·
Argue the correctness
of algorithms using inductive proofs and invariant.
· Analyze worst-case running times of algorithms using asymptotic analysis.
· Describe the divide-and-conquer paradigm and explain when an algorithmic design situation calls for it. Recite algorithms that employ this paradigm. Synthesize divide-and-conquer algorithms. Derive and solve recurrences describing the performance of divide-and-conquer algorithms.
· Describe the dynamic-programming paradigm and explain when an algorithmic design situation calls for it. Recite algorithms that employ this paradigm. Synthesize dynamic-programming algorithms, and analyze them.
· Describe the greedy paradigm and explain when an algorithmic design situation calls for it.
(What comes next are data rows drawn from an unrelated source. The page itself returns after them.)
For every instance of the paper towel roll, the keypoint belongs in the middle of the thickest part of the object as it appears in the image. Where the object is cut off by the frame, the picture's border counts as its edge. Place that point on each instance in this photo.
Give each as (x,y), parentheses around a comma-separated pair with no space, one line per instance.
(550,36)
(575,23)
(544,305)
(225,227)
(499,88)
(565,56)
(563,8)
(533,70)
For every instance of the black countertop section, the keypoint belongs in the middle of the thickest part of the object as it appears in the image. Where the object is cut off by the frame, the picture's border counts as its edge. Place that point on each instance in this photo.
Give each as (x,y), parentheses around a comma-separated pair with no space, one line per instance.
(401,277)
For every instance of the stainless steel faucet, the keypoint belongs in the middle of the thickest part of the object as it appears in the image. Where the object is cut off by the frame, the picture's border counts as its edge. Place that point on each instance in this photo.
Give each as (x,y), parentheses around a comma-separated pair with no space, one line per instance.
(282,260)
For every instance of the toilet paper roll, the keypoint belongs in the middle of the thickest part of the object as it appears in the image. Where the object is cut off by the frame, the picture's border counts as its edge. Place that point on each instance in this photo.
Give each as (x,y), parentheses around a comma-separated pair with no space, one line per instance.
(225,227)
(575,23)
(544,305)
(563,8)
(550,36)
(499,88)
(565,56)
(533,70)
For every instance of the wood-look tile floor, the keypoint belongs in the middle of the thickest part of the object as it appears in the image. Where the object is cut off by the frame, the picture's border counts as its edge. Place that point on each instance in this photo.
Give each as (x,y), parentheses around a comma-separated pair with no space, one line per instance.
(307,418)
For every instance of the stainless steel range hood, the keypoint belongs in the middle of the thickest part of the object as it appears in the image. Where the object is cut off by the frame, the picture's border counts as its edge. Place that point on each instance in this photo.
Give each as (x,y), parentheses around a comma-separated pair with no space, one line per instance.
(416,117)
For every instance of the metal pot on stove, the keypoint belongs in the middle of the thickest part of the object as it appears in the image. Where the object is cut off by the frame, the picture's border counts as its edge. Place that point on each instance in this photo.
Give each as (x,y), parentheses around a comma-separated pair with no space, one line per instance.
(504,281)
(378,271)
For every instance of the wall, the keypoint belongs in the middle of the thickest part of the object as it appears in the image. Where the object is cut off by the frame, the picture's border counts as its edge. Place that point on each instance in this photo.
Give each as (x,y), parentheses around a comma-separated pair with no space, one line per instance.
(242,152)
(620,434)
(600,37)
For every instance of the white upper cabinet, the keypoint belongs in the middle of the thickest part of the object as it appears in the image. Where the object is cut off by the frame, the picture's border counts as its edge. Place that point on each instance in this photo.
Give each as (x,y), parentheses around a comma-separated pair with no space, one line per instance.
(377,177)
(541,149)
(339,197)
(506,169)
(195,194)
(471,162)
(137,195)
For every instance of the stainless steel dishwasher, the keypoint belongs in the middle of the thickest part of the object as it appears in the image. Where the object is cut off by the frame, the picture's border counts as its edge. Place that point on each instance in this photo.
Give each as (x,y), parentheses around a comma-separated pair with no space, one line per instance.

Recite algorithms that employ this paradigm. Synthesize greedy algorithms, and analyze them.
· Explain the major graph algorithms and their analyses. Employ graphs to model engineering problems, when appropriate. Synthesize new graph algorithms and algorithms that employ graph computations as key components, and analyze them.
· Explain the different ways to analyze randomized algorithms (expected running time, probability of error). Recite algorithms that employ randomization. Explain the difference between a randomized algorithm and an algorithm with probabilistic inputs.
· Analyze randomized algorithms. Employ indicator random variables and linearity of expectation to perform the analyses. Recite analyses of algorithms that employ this method of analysis.
· Explain what amortized running time is and what it is good for. Describe the different methods of amortized analysis (aggregate analysis, accounting, potential method). Perform amortized analysis.
· Explain what competitive analysis is and to which situations it applies. Perform competitive analysis.
· Compare between different data structures. Pick an appropriate data structure for a design situation.
· Explain what an approximation algorithm is, and the benefit of using approximation algorithms. Be familiar with some approximation algorithms, including algorithms that are PTAS or FPTAS. Analyze the approximation factor of an algorithm.